A vast majority of the devices that I'm aware of do not pay attention to how they go the packet, even if that information is available to them courtesy of their IP stack. BACpypes opens up two sockets, one for unicast and one for broadcast traffic, so that kind of distinction can be made. If you dig into the lowest part of the application layer in BACpypes you will see that it does NOT check, and this is done to accommodate stacks that bind to ('', 47808) and have no way of knowing how a packet arrived.
> I think I can work around it by specifying a device id range limited to our intended target and then ignore IAm responses that don't match the id. Does that sound like a reasonable solution?
That is absolutely the correct thing to do, and everyone that was at the very first plugfest in NIST (this one was in 1993-1994 while the protocol was being adopted, before "coming out party" in Atlanta) latched on to that technique as a way to bind to a specific device and keep the volume of broadcast traffic to a minimum.
> I've CCed the unfortunate owner of said device.
The fault, dear Brutus, is not in their stack but in ourselves, and there may be sample code of mine that has led you astray.
It is shameful to admit, but there is some code that I have written that sends a ReadPropertyRequest as a local broadcast with the DNET/DLEN/DADR of the destination device, because at the time I knew the BACnet address of the destination but I didn't want to be bothered going through the WhoIsRouterToNetwork and IAmRouterToNetwork dance. Of course the appropriate router would forward the message for me, and I would learn which one that was by looking at the source address of the response (and the SNET/SLEN/SADR would be appropriate). Once I had the path "loaded", I didn't need to do that until the application restarted, which was every couple weeks, and at night when nobody was looking :-).
This (not in a nice use of the term) hack solution doesn't work if the source and destination are on the same network because (a) I could get multiple responses from the devices that are not paying close attention or (b) not getting a response from a device that is paying attention.
<sidebar>
There is one other dragon lurking in the shadows. For COV notifications, some devices will turn notifications from confirmed to unconfirmed and broadcast them, even if you requested them to be confirmed and therefore unicast. For example, if devices A and B both subscribe to the outside air temperature sensor on device C and they both request confirmed notifications, the device C will send out one unconfirmed broadcast notification and expect that both A and B will be happy when they get it. It is highly presumptuous for device C to do that, but as it turns out A, B, and C are all from the same vendor so they all participate in this travesty.

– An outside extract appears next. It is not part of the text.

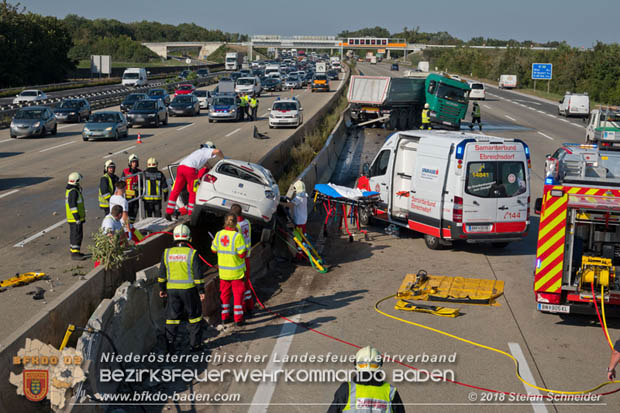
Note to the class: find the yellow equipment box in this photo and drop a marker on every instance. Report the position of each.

That's not the worst part. If A, B, and/or C happen to be on different BACnet networks, C will send the message as a global broadcast, which means that you have to take extraordinary measures to keep these from flooding your networks (with things like split horizons and network visibility rules in your routers).
</sidebar>
As the last comment, I'll leave you with the Robustness Principle [1], being generous with what you receive and strict in what you generate. As a systems integrator, I also interpret that to mean it is my job to accept the foibles of others, yet strive to not contribute to the madness. If there's something I can do to help, let me know.